Blanca miró a Melibea.
—Meli, ¿estás bien?
—Estoy bien —respondió Melibea.
Luego, Blanca se dirigió a Leira.
—No deberías haber venido sola. Meli estaba muy preocupada.
Cuando Melibea se enteró de que Leira había ido a confrontar a Brando, se alarmó. Blanca, sabiendo que seguramente las maltratarían, reunió a su gente para acompañarlas, pero llegaron tarde.
Esa gente era realmente despreciable.
Leira bajó la cabeza.
—Lamento haberla preocupado, señora Escalante.
Al oír a Leira llamar a Blanca «señora Escalante», Renata y Claudia se quedaron perplejas.
¿Señora Escalante? ¿Qué clase de tratamiento era ese?
¿Por qué Leira llamaría a esa mujer «señora Escalante»?
De repente, Renata se echó a reír.
—¿Cómo la has llamado? ¿Señora Escalante? ¡Qué ridículo! Melibea, te lo dije, ten cuidado con tus amigas, vigílalas de cerca, pero no me hiciste caso. Ahora ya ves las consecuencias. Te han robado al hombre, ¿eh?
Claudia añadió con aire de suficiencia:
—Una mujer divorciada y con un hijo como tú no tiene futuro. Con suerte encuentras a alguien que te acepte, y resulta que tu mejor amiga te roba a Salomón. ¿Qué vas a hacer ahora? ¿Compartirlo con ella?
Blanca se acercó y le dio una bofetada a Claudia.
—¿Qué ladras, cosa inmunda?
Claudia, abofeteada, intentó devolver el golpe, pero su mano fue interceptada en el aire.

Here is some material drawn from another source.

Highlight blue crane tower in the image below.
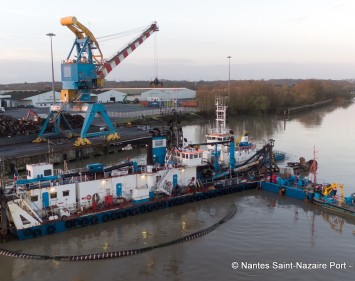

—¿Pero quién eres tú? ¡Qué sarta de estupideces! No eres más que la amiga de Melibea. ¿A qué juegas haciéndote pasar por una dama de la alta sociedad?
Blanca levantó una mano y se dirigió a los guardaespaldas que estaban detrás de ella.
—Hay una tonta que cuestiona la identidad de su señora. Díganle quién soy.
Con voz potente y sincronizada, los guardaespaldas declararon:
—La madre del presidente del Grupo Escalante, Salomón Escalante. La matriarca de la familia Escalante, la señora Blanca.
Sus voces resonaron al unísono, como si atravesaran los tímpanos de Renata y Claudia.
Se quedaron paralizadas. ¿Habían oído bien? ¿Los guardias habían dicho que esa mujer era Blanca, la madre de Salomón Escalante? ¿Del Grupo Escalante?
¡Era una broma! ¿La madre de Salomón tenía ese aspecto? ¡Imposible! Parecía una joven de apenas veinte años. ¿Cómo podía ser la madre de Salomón? ¡No podía ser!
¿Quizás era su madrastra? Pero habían oído que el padre de Salomón había muerto hacía muchos años. ¿De dónde salía una madrastra?